If your Student
type is a class (reference type), a list will only contain references to those instances. This means that when you make a copy of your list, the copied list will also have only references that still point to the same Student
instances. By copying your list you simply duplicated your references but not the instances. What you have after the copy is something like this:
List 1 List 2 instance S1
ref to S1 ref to S1 Name: Akash
ref to S2 ref to S2 ...
... ...
So if you do something like list1[0].Name = "Jim"
, you'll update the instance S1
and you'll see the change in both lists, since both lists refer to the same set of instances.
What you need to do is create a clone of not only the list in this case but all the objects inside the list - you need to clone all your Student
objects as well.

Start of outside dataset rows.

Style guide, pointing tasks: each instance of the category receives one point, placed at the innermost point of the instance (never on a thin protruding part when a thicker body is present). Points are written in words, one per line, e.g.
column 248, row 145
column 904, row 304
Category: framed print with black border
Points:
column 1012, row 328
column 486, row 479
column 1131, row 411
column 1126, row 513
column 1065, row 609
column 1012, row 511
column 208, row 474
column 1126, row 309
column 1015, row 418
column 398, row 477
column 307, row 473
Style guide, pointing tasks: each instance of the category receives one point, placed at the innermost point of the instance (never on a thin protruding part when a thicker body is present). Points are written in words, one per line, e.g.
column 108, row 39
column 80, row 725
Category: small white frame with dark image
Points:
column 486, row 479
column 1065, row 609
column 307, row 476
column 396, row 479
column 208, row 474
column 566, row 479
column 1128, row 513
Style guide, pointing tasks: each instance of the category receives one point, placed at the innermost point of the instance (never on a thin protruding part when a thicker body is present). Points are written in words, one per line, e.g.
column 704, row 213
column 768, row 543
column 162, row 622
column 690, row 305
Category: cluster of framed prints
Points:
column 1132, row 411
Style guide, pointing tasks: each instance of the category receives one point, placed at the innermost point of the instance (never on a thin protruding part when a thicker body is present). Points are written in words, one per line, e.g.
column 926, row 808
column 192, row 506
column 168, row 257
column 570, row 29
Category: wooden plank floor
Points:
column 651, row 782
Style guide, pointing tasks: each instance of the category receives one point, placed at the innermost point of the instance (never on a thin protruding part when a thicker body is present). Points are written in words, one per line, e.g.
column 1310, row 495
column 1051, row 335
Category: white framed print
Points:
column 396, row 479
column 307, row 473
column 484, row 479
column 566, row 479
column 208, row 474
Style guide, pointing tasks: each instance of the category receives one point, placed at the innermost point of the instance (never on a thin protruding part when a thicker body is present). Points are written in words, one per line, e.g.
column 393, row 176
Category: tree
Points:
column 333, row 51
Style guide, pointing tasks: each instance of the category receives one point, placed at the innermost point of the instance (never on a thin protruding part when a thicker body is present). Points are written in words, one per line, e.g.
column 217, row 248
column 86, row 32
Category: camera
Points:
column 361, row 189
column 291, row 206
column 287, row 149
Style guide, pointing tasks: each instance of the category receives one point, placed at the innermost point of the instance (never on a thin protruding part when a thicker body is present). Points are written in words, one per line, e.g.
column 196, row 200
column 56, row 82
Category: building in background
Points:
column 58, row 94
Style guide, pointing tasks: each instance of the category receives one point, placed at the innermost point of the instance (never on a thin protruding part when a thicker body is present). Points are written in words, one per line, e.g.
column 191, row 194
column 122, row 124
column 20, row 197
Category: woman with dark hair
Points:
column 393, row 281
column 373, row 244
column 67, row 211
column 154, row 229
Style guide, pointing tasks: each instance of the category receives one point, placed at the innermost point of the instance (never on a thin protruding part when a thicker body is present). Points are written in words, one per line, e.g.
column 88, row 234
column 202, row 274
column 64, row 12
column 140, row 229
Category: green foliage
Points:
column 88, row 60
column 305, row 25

This is called a deep copy. Something like this:
class StudentList : List<Student>, ICloneable
{
public object Clone ()
{
StudentList oNewList = new StudentList ();
for ( int i = 0; i < Count; i++ )
{
oNewList.Add ( this[i].Clone () as Student );
}
return ( oNewList );
}
}
You call this like so:
StudentList oClonedList = lstStudent.Clone () as StudentList;
You also need to make your Student
class cloneable by implementing the ICloneable
interface.
Don't forget, though, that after this, you'll have 2 separate lists with 2 independent sets of Student
objects - modifying one Student
instance will have no effect on students in your other list.